甘酸っぱい風味とさわやかな香り、コロンとしたかわいい見た目が人気を集めるいちご。見た目や味わいだけでなく、ビタミンCをはじめ健康や美容に役立つ栄養成分が含まれているのも魅力です。そこで今回はいちごに含まれる栄養素と期待できる効果、さらに栄養を損なわずに食べるコツを管理栄養士が解説します。
いちごに含まれる栄養成分
私たちにとってなじみ深い果物であるいちご。いったいどのような栄養素が含まれているかくわしく解説します。
ビタミンC
いちごに豊富な栄養素といえば「ビタミンC」。その量は100gあたり62mgで、みかん(100gあたりのビタミンC量32mg)のおよそ2倍に相当します。
ビタミンCはコラーゲンを作るのに欠かせない栄養素で、血管や筋肉、肌などを健やかに保つ働きを持ちます。

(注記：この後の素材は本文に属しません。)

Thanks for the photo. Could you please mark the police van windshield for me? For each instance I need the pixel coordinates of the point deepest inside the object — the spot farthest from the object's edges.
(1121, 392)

また近年注目されているのがビタミンCの抗酸化作用。動脈硬化やがんの原因になる活性酸素が体内に増えすぎるのを防ぎ、健康の維持に役立ちます。過剰な活性酸素は細胞を傷つけ、シミやしわなどを作る原因にもなるため、ビタミンCを摂ることでアンチエイジングの効果も期待できます。
アントシアニン
いちごのあざやかな赤色は「アントシアニン」という成分によるものです。アントシアニンはビタミンCと同じように強い抗酸化作用を持つことが知られています。
アントシアニンの人への効果はまだ明らかにはなっていないものの、眼の疲れを和らげたり、視力の回復を助ける働きがあるのではないかと研究が進められています。
※参考:国立研究開発法人 医薬基盤・健康・栄養研究所「「健康食品」の安全性・有効性情報」
ペクチン(水溶性食物繊維)
いちごには水に溶けやすい食物繊維「ペクチン」も多く含まれています。
水溶性食物繊維は便をやわらかくしてくれ、便秘の解消に働きかけます。便秘が続くとストレスを感じるだけでなく肌荒れにつながるケースもあるので、美容のためにも摂っておきたい成分だといえるでしょう。また食物繊維は腸の善玉菌のエサになることから、腸内環境の改善も期待できます。
葉酸
いちごはビタミンの1つである「葉酸」も豊富で、100gあたり90μg含まれます。
葉酸はDNA合成にかかわる栄養素で、赤血球を作るサポート役となることから貧血を防ぐ働きを持ちます。さらに動脈硬化を予防する効果も期待されている栄養素です。
カロリー(エネルギー量)・糖質は控えめ
いちご100gあたりのカロリーは31kcal、糖質の量は7.1gです。果物の中でもカロリーと糖質は控えめな分類です。
いちごの栄養をムダなく摂る食べ方のコツ
いちごは低カロリー・低糖質であることに加え、健康や美容にうれしい栄養素も含まれています。これらの栄養素をできるだけ損なわずに食べるコツをいくつか紹介します。
ヘタをつけたまま洗う
ビタミンCは水に溶けやすい栄養素です。そのためヘタを取ってからいちごを洗うと、より多くのビタミンCが水に流れ出てしまいます。また味わいも水っぽくなってしまうため、いちごはヘタをつけた状態でササッと洗うことがポイントです。
ヘタは手で取り除く
ビタミンCなどの栄養はヘタの真下の部分とその周辺にも含まれます。過剰に廃棄しないためにも、ヘタは包丁で切り落とすより手で取り除くのがおすすめです。ヘタの根元をつまむように持ち、やさしくひねり取るようにしましょう。
※参照:東京慈恵会医科大学附属病院 栄養部 監修,2017年「その調理、9割の栄養捨ててます!」世界文化社
脂質を含む食品と摂る
アントシアニンは脂質を含む食材と摂ると吸収率がアップするといわれています。アントシアニンをしっかり摂りたい場合は、乳脂肪の含まれる牛乳と合わせていちごミルクやスムージーにしたり、練乳をかけて食べるとよいでしょう。ただし練乳はカロリーが高いため、つけすぎには要注意です。